17.03.2026
Die Kameraden der Freiwilligen Feuerwehr Berge können sich über einen Anbau für das Gerätehaus und neue Technik freuen. Auch der Landrat Christian Müller gratuliert zu dem Ergebnis.
Die Arbeit für die Kameraden der Freiwilligen Feuerwehr Berge hat sich deutlich verbessert. Das hat zwei Gründe: Das Gerätehaus bekam einen Anbau und die Wehr verfügt über neue Technik. Landrat Christian Müller konnte sich kürzlich im Rahmen der offiziellen Einweihung des Anbaus einen persönlichen Eindruck von den Verbesserungen machen.
Zwei Fahrzeuge, aber kein ausreichender Platz. Die Umkleide direkt neben den Fahrzeugen, was eine Gefahrenquelle darstellte. Kein Platz für die Jugendwehr - lang war die Liste der Mängel, an die Ortswehführer Thomas Eggebrecht erinnerte. Dank einer Investition des Amtes Putlitz-Berge und Fördermitteln, konnten die Kameraden all diese Probleme lösen. Damit sei die Zukunft der Wehr gestärkt worden, so Eggebrecht.
Zugleich wurde das bisherige Gerätehaus umfangreich saniert. Das hat der ehrenamtliche Einsatz vieler Kameraden möglich gemacht. „Fast 900 Stunden haben sie dafür geleistet, das verdient meinen Respekt und das kann man gar nicht hoch genug würdigen“, sagte Landrat Christian Müller. Mit dem Anbau und der Sanierung konnte ein wichtiges Projekt für die Zukunft der Wehr umgesetzt werden. Damit wird die Feuerwehr attraktiver, was bereits zu spüren ist. Sowohl die Jugendwehr als auch die aktive Mannschaft verzeichnen Zuwächse.
Platz in dem Anbau hat auch ein neues, leistungsstarkes Notstromaggregat. Die Anschaffung hat der Landkreis mit Landesmitteln koordiniert. Das etwa 100.000 Euro teure Aggregat zählt zur Ausstattung des dortigen Katastrophenschutzleuchtturms.

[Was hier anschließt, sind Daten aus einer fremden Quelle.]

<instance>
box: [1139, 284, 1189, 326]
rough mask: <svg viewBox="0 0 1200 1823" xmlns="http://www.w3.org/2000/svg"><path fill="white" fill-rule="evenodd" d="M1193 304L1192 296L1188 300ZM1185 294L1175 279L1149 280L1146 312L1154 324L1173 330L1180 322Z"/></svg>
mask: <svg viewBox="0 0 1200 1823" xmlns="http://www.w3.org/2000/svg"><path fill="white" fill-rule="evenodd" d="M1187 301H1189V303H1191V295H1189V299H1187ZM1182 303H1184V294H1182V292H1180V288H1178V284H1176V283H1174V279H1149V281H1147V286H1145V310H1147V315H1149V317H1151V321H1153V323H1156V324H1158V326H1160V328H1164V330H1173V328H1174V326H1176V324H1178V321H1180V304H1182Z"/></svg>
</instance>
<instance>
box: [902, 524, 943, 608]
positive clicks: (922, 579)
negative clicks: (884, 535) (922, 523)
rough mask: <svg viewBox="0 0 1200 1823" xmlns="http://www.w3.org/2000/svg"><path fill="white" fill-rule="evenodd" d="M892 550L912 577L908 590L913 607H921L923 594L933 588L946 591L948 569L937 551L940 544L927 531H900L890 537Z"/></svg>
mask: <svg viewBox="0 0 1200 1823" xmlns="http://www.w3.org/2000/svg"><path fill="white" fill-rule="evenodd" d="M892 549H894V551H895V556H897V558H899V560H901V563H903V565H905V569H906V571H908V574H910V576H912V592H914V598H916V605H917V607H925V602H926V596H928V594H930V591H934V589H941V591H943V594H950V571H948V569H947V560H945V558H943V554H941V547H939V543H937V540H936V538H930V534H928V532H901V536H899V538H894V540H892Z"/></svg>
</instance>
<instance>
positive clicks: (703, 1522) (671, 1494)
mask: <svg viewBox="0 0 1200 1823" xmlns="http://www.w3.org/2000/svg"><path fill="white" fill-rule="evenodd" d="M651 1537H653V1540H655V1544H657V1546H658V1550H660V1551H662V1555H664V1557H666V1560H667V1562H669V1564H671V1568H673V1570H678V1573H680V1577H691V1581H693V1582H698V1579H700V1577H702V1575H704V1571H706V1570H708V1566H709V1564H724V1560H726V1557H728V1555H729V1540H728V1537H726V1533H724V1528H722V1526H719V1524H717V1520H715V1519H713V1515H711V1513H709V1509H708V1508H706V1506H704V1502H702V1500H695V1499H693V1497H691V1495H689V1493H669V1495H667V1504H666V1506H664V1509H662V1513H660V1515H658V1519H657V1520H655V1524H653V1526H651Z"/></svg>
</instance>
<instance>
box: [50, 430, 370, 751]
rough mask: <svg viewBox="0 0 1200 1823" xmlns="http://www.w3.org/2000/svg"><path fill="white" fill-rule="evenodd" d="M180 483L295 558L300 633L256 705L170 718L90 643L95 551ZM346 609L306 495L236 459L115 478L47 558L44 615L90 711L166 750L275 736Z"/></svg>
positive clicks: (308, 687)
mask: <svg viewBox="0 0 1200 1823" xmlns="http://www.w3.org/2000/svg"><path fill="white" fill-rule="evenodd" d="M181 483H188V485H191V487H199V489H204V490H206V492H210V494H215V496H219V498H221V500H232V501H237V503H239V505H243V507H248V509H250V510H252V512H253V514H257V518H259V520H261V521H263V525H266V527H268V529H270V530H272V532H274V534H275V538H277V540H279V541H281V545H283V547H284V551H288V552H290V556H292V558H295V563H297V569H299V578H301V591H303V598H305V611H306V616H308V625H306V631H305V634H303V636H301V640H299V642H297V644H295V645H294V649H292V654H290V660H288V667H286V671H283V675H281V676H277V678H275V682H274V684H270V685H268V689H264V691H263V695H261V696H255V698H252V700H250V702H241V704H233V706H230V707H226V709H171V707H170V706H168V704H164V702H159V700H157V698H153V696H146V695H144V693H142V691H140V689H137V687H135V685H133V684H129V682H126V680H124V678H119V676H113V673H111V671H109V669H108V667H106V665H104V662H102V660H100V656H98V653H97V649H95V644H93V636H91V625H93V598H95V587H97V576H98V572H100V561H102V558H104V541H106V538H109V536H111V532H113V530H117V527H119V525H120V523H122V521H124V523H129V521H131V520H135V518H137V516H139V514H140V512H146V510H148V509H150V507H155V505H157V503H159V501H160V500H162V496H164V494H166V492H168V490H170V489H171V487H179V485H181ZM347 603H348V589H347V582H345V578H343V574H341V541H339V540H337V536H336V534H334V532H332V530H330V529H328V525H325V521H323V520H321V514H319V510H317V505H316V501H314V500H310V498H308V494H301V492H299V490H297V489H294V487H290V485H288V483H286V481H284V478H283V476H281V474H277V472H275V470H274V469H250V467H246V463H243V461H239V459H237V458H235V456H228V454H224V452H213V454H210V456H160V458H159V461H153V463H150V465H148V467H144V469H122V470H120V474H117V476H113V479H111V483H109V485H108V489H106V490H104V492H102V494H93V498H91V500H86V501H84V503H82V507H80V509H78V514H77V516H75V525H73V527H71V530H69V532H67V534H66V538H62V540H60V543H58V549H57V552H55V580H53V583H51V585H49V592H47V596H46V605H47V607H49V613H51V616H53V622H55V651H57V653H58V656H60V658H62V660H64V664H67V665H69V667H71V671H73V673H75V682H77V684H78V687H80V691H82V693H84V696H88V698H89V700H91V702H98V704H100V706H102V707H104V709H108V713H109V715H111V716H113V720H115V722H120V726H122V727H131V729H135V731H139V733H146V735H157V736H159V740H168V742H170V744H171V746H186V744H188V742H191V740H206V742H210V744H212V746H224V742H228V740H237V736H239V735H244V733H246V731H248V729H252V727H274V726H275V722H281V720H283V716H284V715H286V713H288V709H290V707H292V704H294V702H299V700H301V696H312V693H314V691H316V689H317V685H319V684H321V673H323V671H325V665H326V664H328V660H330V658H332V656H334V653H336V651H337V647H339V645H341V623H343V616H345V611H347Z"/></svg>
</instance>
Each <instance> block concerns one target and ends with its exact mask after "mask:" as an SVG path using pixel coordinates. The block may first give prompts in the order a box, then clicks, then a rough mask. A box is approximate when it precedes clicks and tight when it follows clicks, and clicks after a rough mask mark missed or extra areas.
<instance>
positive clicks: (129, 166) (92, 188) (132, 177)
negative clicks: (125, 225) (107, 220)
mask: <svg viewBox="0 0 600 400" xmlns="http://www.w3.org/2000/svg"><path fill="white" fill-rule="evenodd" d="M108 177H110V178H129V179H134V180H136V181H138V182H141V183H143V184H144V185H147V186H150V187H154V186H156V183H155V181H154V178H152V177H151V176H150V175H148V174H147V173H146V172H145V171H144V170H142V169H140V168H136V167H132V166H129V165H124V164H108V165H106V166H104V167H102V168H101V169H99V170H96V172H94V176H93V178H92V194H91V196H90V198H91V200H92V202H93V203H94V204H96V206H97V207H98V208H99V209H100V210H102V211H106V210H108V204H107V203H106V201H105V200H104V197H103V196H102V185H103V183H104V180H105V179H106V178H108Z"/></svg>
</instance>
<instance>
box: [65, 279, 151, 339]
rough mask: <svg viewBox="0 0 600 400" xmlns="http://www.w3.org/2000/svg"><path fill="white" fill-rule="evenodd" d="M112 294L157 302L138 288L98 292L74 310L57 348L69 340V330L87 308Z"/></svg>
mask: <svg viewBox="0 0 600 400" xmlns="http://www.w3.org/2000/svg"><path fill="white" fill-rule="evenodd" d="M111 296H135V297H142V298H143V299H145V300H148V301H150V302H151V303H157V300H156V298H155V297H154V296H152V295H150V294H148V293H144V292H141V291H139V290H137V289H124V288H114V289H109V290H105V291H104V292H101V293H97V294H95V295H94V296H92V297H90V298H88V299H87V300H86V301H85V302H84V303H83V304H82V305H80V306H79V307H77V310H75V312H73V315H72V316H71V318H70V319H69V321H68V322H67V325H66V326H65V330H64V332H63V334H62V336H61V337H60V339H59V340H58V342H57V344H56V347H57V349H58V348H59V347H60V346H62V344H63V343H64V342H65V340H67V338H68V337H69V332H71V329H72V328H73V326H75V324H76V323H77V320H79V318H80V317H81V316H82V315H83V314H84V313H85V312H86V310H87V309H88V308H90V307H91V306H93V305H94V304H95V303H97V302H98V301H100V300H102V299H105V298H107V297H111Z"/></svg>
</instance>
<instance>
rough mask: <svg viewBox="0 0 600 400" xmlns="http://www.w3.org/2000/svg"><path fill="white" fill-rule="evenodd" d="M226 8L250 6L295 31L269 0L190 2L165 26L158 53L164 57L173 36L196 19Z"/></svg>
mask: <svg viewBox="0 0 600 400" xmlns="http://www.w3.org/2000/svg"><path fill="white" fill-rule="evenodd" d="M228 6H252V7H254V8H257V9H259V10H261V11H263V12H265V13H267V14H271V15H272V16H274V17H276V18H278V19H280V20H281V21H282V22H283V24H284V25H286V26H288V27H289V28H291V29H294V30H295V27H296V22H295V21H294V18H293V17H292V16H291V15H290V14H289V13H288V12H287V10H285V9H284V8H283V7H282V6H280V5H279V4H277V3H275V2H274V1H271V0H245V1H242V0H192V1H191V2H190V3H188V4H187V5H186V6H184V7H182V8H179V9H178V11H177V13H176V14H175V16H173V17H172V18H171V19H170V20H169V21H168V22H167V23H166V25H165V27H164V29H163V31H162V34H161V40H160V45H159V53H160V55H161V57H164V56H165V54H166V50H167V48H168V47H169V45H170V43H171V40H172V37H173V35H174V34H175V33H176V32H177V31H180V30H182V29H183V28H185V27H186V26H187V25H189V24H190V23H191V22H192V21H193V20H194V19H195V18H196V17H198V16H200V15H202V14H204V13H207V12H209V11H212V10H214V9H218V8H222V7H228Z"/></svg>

Insgesamt gibt es im Landkreis Prignitz 16 Katastrophenschutz-Leuchttürme. Während 14 davon in der Zuständigkeit der Kommunen stehen, befinden sich zwei in Hoheit des Landkreises Prignitz.

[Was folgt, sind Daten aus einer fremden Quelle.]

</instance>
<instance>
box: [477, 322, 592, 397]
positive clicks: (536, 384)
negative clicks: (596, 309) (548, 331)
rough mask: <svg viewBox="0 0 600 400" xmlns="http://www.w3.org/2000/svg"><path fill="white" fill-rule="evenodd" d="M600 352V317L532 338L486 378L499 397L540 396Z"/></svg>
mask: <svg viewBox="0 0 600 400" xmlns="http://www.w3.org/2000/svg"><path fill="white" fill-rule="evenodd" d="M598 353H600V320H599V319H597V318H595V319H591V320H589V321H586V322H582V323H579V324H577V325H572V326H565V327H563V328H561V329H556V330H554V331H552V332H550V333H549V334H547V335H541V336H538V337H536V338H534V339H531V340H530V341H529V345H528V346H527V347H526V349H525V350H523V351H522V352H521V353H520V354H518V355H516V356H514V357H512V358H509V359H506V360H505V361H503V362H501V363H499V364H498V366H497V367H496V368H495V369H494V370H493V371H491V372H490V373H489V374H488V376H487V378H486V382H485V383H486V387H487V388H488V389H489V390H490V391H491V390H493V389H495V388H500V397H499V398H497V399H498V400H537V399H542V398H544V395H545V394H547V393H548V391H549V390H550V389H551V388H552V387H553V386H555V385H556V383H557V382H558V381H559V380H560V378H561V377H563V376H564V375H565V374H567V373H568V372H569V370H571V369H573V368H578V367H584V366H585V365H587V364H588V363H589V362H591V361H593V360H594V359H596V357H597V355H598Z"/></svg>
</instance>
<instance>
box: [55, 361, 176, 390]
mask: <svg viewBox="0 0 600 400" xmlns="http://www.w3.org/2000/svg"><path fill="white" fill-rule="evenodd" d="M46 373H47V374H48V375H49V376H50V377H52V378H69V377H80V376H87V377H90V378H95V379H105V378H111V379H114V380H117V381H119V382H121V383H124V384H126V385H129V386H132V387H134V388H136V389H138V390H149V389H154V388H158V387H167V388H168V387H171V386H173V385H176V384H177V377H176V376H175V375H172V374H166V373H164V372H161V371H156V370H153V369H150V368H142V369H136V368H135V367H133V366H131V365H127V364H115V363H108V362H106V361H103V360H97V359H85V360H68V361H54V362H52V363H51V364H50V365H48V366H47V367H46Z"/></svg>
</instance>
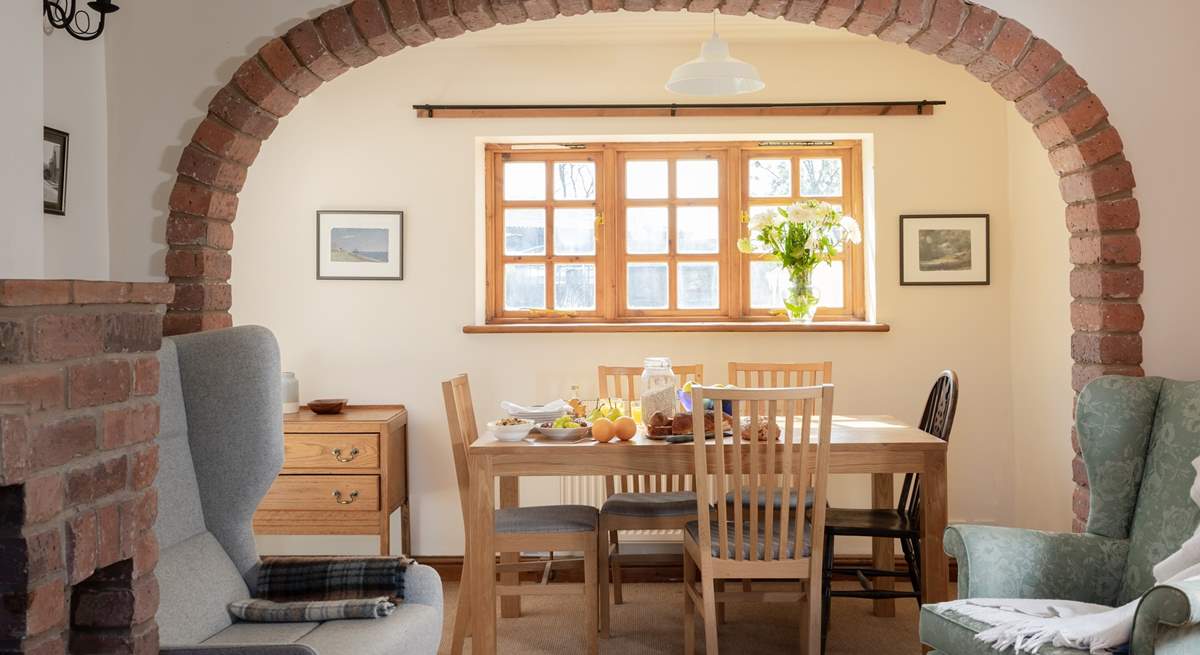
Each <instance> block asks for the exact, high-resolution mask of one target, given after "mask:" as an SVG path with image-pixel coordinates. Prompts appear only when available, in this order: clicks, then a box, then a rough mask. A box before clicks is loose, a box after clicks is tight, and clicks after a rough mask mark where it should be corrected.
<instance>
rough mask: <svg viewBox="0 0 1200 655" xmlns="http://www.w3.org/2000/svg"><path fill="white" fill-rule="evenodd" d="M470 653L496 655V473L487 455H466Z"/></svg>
mask: <svg viewBox="0 0 1200 655" xmlns="http://www.w3.org/2000/svg"><path fill="white" fill-rule="evenodd" d="M470 468H472V470H470V507H472V510H470V512H472V516H470V530H468V534H469V535H470V537H469V539H468V540H467V545H468V553H469V557H470V561H469V563H468V565H467V566H468V570H469V571H470V576H469V577H470V581H469V582H470V593H472V596H473V597H472V609H470V617H472V624H473V629H472V631H470V651H472V655H496V491H494V489H496V476H494V475H493V473H492V461H491V459H490V458H487V457H482V456H479V455H476V456H474V457H472V458H470Z"/></svg>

Sinn der Katastrophenschutz-Leuchttürme ist es, in „bevölkerungsschutzrelevanten Notfällen“, wie im Falle eines großflächigen und langanhaltenden Stromausfalls, als zentrale Anlaufstellen für die Bevölkerung zu dienen. Die Bürgerinnen und Bürger erhalten hier Informationen zur Schadenslage. Des Weiteren werden Erste Hilfe, Trinkwassernotversorgung, die Möglichkeit, Notrufe abzusetzen, sowie die Organisation von Hilfsmaßnahmen für Personen, die auf Unterstützung angewiesen sind (etwa Menschen mit Behinderung), angeboten. Die Leuchttürme können auch als zeitlich begrenzte Wärmeinseln genutzt werden. Darüber hinaus sollen hier im Notfall Lademöglichkeiten für mobile Kommunikationsgeräte bereitgestellt werden.
Die 16 Kat-L-Türme können ohne weitere Maßnahmen 48 Stunden lang betrieben werden.